Des bases historiques et la critique du mythe du grand homme
Dans son œuvre majeure, Bennis opère un changement d'analyse en 1997 avec Organiser le génie, mettant en valeur l’« avantage coopératif » par la construction d'équipes puissantes. Il rappelle l'observation d'Alexis de Tocqueville, qui, il y a plus de 150 ans, déclarait que les Américains semblaient avoir un génie de l'action collective. En effectuant sept études de cas dont les laboratoires de Xerox PARC, la campagne de Clinton de 1992, et les studios d'animation de Disney, Warren Bennis et son co-auteur, Patricia Biederman, abordent les caractéristiques d'une collaboration réussie, en montrant comment les talents peuvent être regroupés et gérés pour de meilleurs résultats que s'ils travaillaient chacun dans leur coin. Dans ce livre, Warren Bennis met fin au mythe du grand homme profondément ancré dans la psyché américaine et entretenu dans la culture (journaux, littérature, télévision et cinéma).
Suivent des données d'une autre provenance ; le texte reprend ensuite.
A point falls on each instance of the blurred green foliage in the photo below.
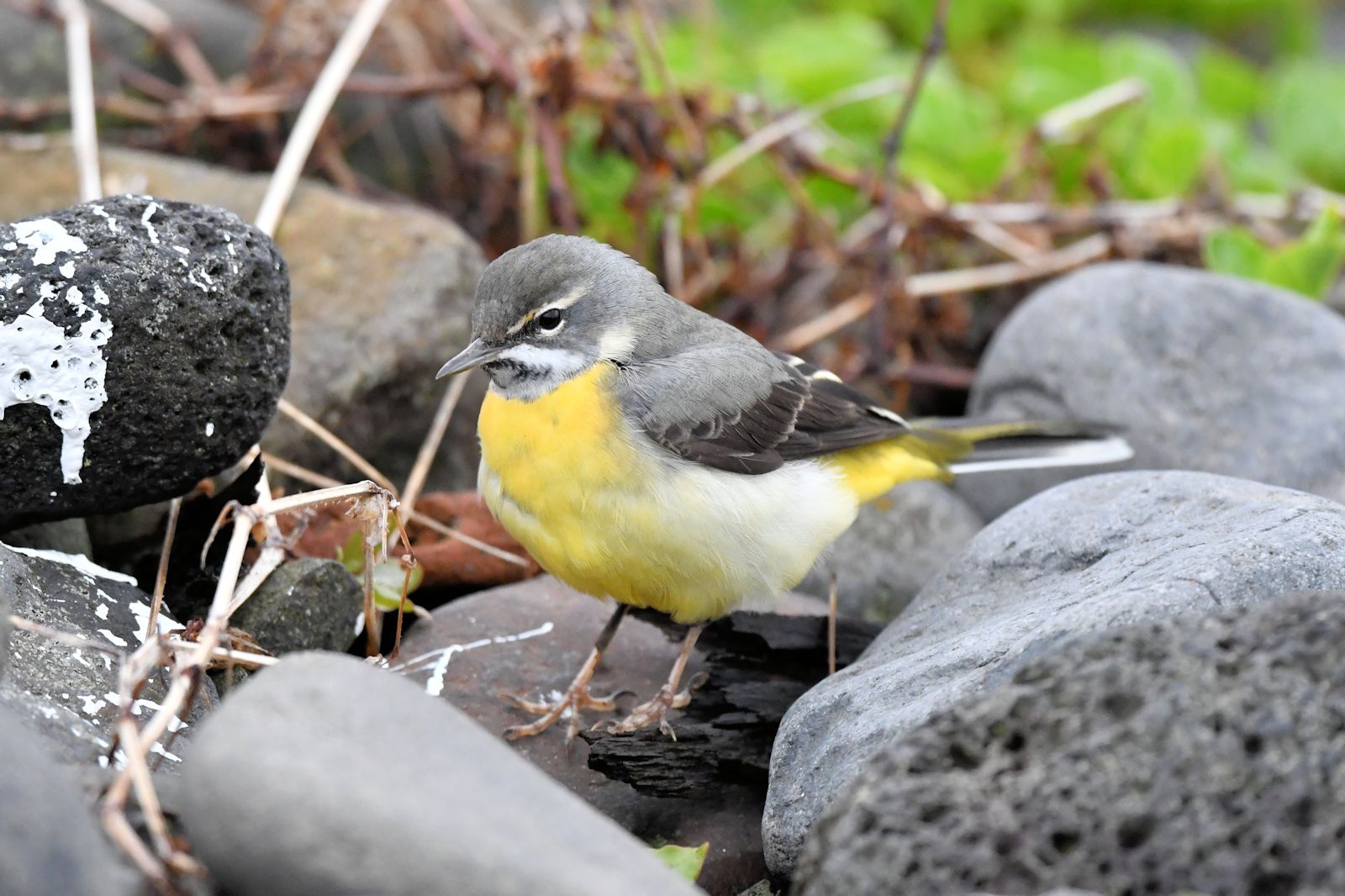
(685, 860)
(1237, 98)
(1309, 264)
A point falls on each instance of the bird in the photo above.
(652, 455)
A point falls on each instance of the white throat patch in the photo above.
(542, 370)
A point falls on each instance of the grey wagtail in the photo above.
(650, 454)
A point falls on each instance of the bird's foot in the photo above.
(567, 705)
(656, 710)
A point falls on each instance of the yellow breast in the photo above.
(614, 515)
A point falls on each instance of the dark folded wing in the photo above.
(757, 417)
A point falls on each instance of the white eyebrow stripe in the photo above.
(564, 302)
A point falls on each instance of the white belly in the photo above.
(688, 540)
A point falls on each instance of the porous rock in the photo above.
(1190, 755)
(306, 604)
(1084, 557)
(50, 844)
(1197, 370)
(143, 347)
(326, 775)
(71, 694)
(382, 296)
(894, 548)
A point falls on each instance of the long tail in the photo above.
(968, 447)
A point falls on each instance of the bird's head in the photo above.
(555, 307)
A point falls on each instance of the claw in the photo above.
(575, 698)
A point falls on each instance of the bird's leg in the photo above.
(669, 697)
(576, 697)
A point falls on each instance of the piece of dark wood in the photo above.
(757, 665)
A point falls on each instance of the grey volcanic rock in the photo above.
(324, 775)
(1199, 370)
(69, 693)
(382, 296)
(1192, 755)
(307, 604)
(143, 346)
(4, 626)
(894, 548)
(1086, 557)
(50, 844)
(66, 535)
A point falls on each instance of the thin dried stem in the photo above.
(853, 309)
(333, 441)
(685, 121)
(560, 195)
(1062, 121)
(302, 474)
(1001, 275)
(340, 65)
(430, 522)
(529, 167)
(425, 458)
(471, 29)
(82, 111)
(892, 145)
(237, 656)
(791, 124)
(161, 573)
(831, 626)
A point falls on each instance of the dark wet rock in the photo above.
(1199, 370)
(50, 842)
(1190, 755)
(326, 775)
(143, 347)
(69, 693)
(530, 638)
(894, 548)
(382, 296)
(757, 667)
(66, 535)
(306, 604)
(1086, 557)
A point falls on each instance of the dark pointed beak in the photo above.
(474, 356)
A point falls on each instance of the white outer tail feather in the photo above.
(1046, 455)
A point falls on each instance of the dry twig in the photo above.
(84, 125)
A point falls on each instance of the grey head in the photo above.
(551, 308)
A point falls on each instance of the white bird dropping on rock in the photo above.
(40, 365)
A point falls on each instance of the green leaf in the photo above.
(1232, 250)
(1308, 119)
(806, 58)
(1161, 159)
(683, 860)
(351, 555)
(1228, 87)
(1311, 262)
(1170, 87)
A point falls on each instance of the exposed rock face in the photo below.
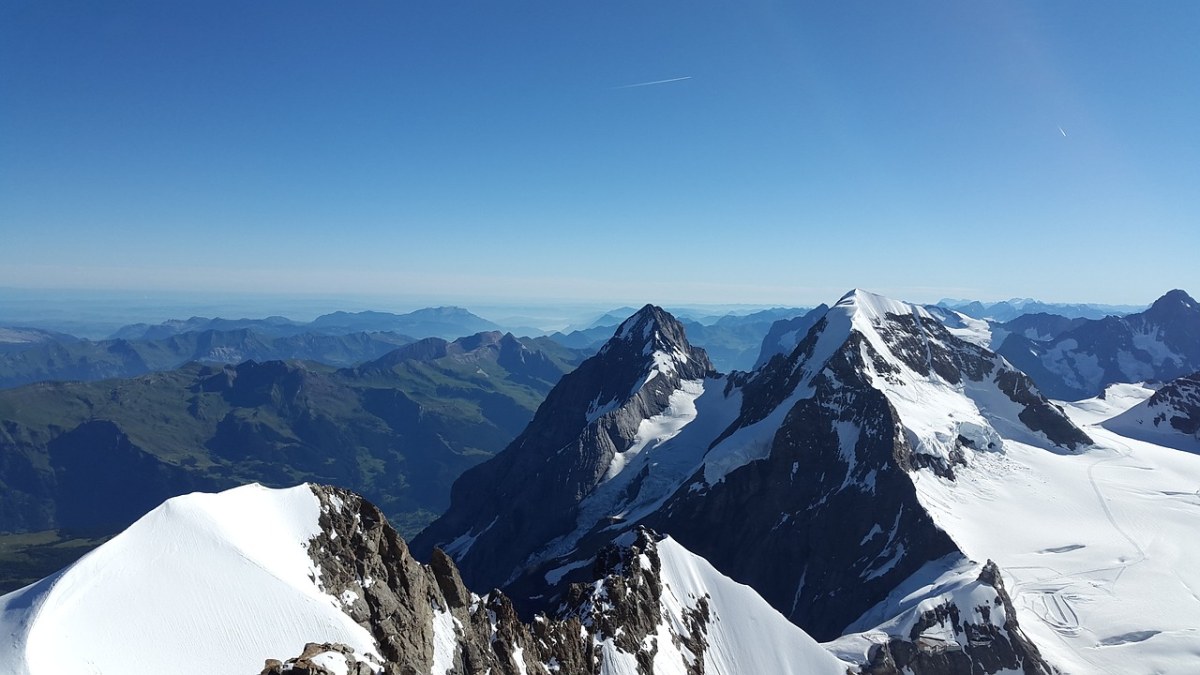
(957, 637)
(786, 333)
(424, 619)
(1170, 417)
(1159, 344)
(529, 491)
(804, 493)
(828, 521)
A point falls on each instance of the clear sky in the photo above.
(513, 150)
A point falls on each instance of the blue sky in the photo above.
(493, 150)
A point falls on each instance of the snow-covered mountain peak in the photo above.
(874, 308)
(223, 579)
(651, 330)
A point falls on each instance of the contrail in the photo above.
(653, 83)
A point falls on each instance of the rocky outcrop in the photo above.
(828, 521)
(424, 620)
(1159, 344)
(958, 637)
(529, 490)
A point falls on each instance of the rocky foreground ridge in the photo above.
(652, 609)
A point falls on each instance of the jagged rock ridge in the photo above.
(821, 441)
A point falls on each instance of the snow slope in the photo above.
(1098, 549)
(741, 632)
(745, 634)
(217, 581)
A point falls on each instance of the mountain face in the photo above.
(1170, 417)
(1159, 344)
(94, 457)
(16, 339)
(731, 341)
(1009, 310)
(107, 359)
(1038, 327)
(255, 574)
(826, 440)
(785, 334)
(640, 387)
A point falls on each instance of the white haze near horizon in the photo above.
(99, 312)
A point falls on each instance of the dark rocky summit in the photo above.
(365, 563)
(1159, 344)
(510, 506)
(982, 646)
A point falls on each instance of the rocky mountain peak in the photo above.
(653, 329)
(1174, 302)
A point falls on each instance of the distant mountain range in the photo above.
(732, 341)
(1008, 310)
(430, 322)
(883, 494)
(91, 457)
(1072, 360)
(55, 359)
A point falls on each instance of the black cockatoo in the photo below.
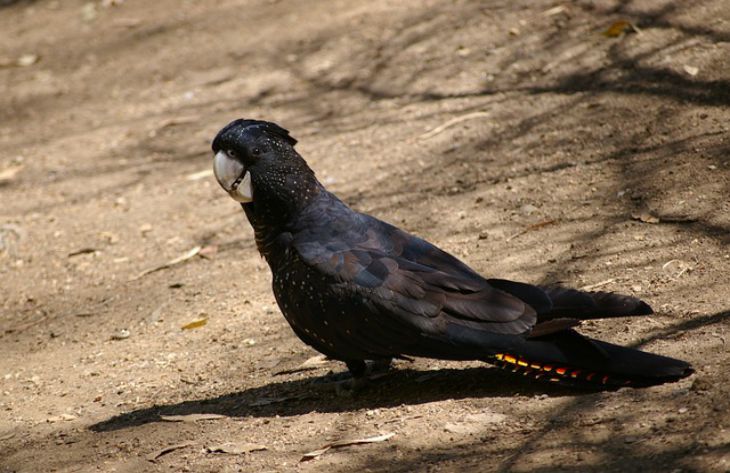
(356, 288)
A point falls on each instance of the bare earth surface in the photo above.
(513, 134)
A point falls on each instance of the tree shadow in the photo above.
(397, 387)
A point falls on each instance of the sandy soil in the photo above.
(513, 134)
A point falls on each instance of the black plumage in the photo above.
(356, 288)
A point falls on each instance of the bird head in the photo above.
(256, 161)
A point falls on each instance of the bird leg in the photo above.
(361, 372)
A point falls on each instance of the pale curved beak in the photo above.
(233, 177)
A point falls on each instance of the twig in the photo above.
(534, 226)
(452, 122)
(172, 262)
(590, 287)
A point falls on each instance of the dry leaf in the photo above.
(82, 251)
(691, 70)
(178, 121)
(645, 216)
(164, 451)
(27, 60)
(265, 401)
(620, 27)
(236, 448)
(452, 122)
(199, 175)
(315, 361)
(345, 443)
(197, 323)
(192, 417)
(122, 334)
(172, 262)
(209, 251)
(7, 175)
(529, 228)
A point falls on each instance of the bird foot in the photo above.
(348, 383)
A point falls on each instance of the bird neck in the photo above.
(272, 214)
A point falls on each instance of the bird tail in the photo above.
(569, 358)
(582, 305)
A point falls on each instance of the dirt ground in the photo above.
(514, 134)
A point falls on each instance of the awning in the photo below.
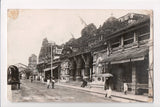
(103, 75)
(127, 56)
(47, 69)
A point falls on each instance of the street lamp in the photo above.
(51, 57)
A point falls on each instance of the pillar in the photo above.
(134, 79)
(86, 59)
(150, 71)
(78, 61)
(72, 70)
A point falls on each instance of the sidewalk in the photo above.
(115, 95)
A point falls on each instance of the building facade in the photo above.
(48, 60)
(122, 47)
(32, 64)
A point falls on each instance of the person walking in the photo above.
(31, 78)
(107, 87)
(84, 83)
(53, 82)
(48, 82)
(125, 88)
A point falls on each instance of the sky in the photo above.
(26, 29)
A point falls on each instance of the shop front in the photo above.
(129, 67)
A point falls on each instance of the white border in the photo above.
(80, 4)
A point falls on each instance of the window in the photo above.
(128, 38)
(143, 33)
(115, 42)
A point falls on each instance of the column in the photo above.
(86, 59)
(135, 39)
(150, 72)
(78, 68)
(134, 80)
(72, 70)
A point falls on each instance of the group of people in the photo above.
(107, 87)
(50, 82)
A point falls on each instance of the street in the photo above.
(38, 92)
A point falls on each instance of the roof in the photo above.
(125, 29)
(134, 53)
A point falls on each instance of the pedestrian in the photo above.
(125, 88)
(42, 79)
(107, 87)
(48, 82)
(31, 79)
(84, 83)
(53, 82)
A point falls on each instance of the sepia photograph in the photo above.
(80, 55)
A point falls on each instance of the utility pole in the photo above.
(51, 61)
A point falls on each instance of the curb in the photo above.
(102, 93)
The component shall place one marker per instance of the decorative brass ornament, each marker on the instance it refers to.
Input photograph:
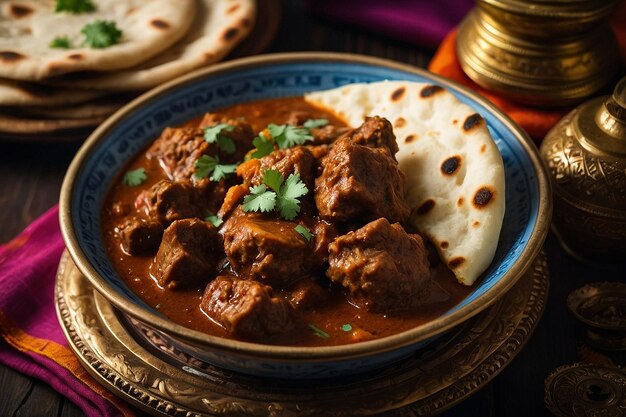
(539, 52)
(164, 382)
(601, 307)
(586, 158)
(586, 390)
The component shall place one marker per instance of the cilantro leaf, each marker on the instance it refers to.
(293, 187)
(287, 201)
(213, 134)
(318, 332)
(259, 199)
(101, 34)
(273, 179)
(61, 42)
(207, 165)
(135, 177)
(314, 123)
(74, 6)
(284, 196)
(287, 136)
(304, 232)
(213, 219)
(263, 146)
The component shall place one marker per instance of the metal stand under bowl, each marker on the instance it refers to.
(433, 379)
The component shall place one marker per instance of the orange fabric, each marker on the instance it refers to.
(62, 355)
(536, 121)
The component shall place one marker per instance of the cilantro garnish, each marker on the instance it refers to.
(207, 165)
(314, 123)
(318, 332)
(135, 177)
(213, 219)
(259, 199)
(61, 42)
(304, 232)
(287, 136)
(74, 6)
(101, 34)
(213, 134)
(263, 146)
(284, 196)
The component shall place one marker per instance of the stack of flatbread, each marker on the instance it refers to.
(42, 86)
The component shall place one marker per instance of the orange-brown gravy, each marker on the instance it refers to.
(343, 322)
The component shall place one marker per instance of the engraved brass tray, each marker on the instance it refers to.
(431, 380)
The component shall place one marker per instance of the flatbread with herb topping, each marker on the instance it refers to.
(218, 27)
(27, 29)
(455, 173)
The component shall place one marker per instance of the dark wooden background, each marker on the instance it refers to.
(31, 176)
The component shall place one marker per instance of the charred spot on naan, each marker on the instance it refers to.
(10, 56)
(430, 90)
(451, 165)
(456, 262)
(425, 207)
(472, 122)
(19, 11)
(397, 94)
(483, 196)
(230, 34)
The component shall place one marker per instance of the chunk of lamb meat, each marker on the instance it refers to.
(140, 236)
(178, 149)
(298, 160)
(168, 201)
(266, 249)
(382, 268)
(188, 256)
(360, 182)
(246, 308)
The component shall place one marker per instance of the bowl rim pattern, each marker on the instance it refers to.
(289, 353)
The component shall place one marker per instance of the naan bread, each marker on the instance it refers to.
(27, 28)
(455, 174)
(26, 94)
(218, 27)
(100, 107)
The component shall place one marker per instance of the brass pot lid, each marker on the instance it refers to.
(602, 308)
(586, 390)
(600, 125)
(600, 305)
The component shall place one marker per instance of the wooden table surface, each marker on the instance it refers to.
(31, 176)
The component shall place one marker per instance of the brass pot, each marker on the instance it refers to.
(586, 157)
(547, 53)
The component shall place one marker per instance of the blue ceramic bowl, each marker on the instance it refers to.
(126, 133)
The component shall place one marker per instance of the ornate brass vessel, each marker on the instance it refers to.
(586, 157)
(540, 52)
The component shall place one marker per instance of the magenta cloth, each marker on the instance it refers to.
(28, 320)
(423, 22)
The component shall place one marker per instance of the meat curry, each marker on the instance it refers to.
(274, 222)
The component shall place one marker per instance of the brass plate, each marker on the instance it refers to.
(428, 382)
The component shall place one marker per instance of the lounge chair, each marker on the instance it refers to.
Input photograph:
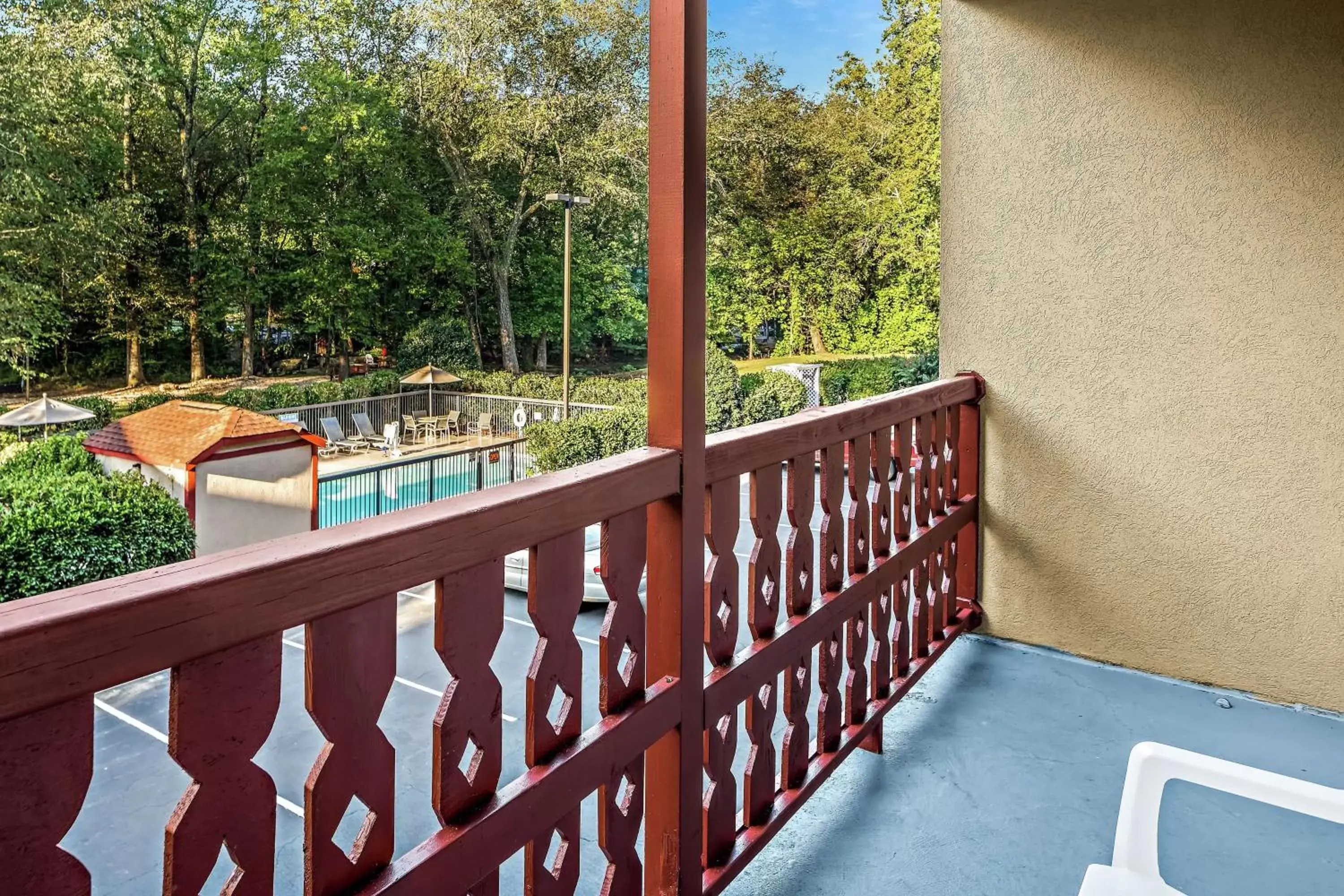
(484, 425)
(370, 436)
(336, 437)
(413, 428)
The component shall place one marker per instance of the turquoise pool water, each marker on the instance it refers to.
(386, 489)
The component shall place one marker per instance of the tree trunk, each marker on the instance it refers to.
(541, 354)
(508, 346)
(249, 326)
(135, 366)
(815, 336)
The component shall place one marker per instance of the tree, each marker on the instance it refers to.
(526, 97)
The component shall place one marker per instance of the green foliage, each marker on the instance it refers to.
(722, 392)
(250, 400)
(103, 412)
(279, 396)
(867, 377)
(589, 437)
(773, 397)
(443, 342)
(64, 523)
(148, 401)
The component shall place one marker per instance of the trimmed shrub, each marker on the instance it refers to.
(776, 396)
(250, 400)
(64, 523)
(383, 383)
(722, 390)
(283, 396)
(443, 342)
(612, 390)
(590, 437)
(148, 401)
(323, 393)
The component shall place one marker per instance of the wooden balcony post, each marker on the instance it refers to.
(676, 421)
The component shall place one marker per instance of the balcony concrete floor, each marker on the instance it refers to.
(1003, 773)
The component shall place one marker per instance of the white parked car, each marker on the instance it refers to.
(515, 569)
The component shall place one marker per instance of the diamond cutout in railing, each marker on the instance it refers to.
(556, 851)
(725, 722)
(560, 708)
(225, 875)
(625, 794)
(471, 761)
(357, 821)
(625, 665)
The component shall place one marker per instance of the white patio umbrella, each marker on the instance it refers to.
(43, 413)
(429, 375)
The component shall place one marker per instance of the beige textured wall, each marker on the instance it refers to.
(1144, 254)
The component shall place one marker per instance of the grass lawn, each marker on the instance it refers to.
(757, 365)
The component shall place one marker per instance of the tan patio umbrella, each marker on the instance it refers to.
(43, 413)
(431, 375)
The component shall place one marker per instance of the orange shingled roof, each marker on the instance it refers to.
(179, 433)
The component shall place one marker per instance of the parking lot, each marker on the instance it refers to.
(136, 785)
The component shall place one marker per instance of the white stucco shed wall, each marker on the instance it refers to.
(253, 497)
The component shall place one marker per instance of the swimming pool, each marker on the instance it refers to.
(359, 495)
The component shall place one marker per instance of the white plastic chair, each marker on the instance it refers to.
(1133, 864)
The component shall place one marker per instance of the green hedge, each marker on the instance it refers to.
(65, 523)
(589, 437)
(772, 397)
(867, 377)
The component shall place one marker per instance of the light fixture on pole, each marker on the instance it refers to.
(570, 202)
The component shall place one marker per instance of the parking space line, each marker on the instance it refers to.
(162, 738)
(414, 685)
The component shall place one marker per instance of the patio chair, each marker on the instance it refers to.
(336, 437)
(1133, 866)
(413, 428)
(484, 425)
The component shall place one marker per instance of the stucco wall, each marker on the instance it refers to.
(1144, 254)
(253, 497)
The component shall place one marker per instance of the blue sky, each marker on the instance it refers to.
(803, 37)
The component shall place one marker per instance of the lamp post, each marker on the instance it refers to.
(570, 202)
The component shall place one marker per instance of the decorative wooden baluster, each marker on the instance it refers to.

Bien souvent, explique Warren Bennis, notre point de vue contemporain sur le leadership est confondu avec des notions d'héroïsme, tant et si bien que la distinction entre « leader » et « héros » (ou de « célébrité ») devient souvent floue. Compte tenu de notre obsession à traquer le génie solitaire, par notre adoration ou notre fascination pour la réalisation de phénomènes extraordinaires, ou pour des entrepreneurs à haut profil, nous avons tendance à sous-estimer à quel point le travail créatif est accompli par des groupes. La théorie du grand homme faisait apparaître un phénomène individuel du leadership. L'auteur souligne que la coopération et la collaboration sont des éléments indispensables de notre succès quotidien.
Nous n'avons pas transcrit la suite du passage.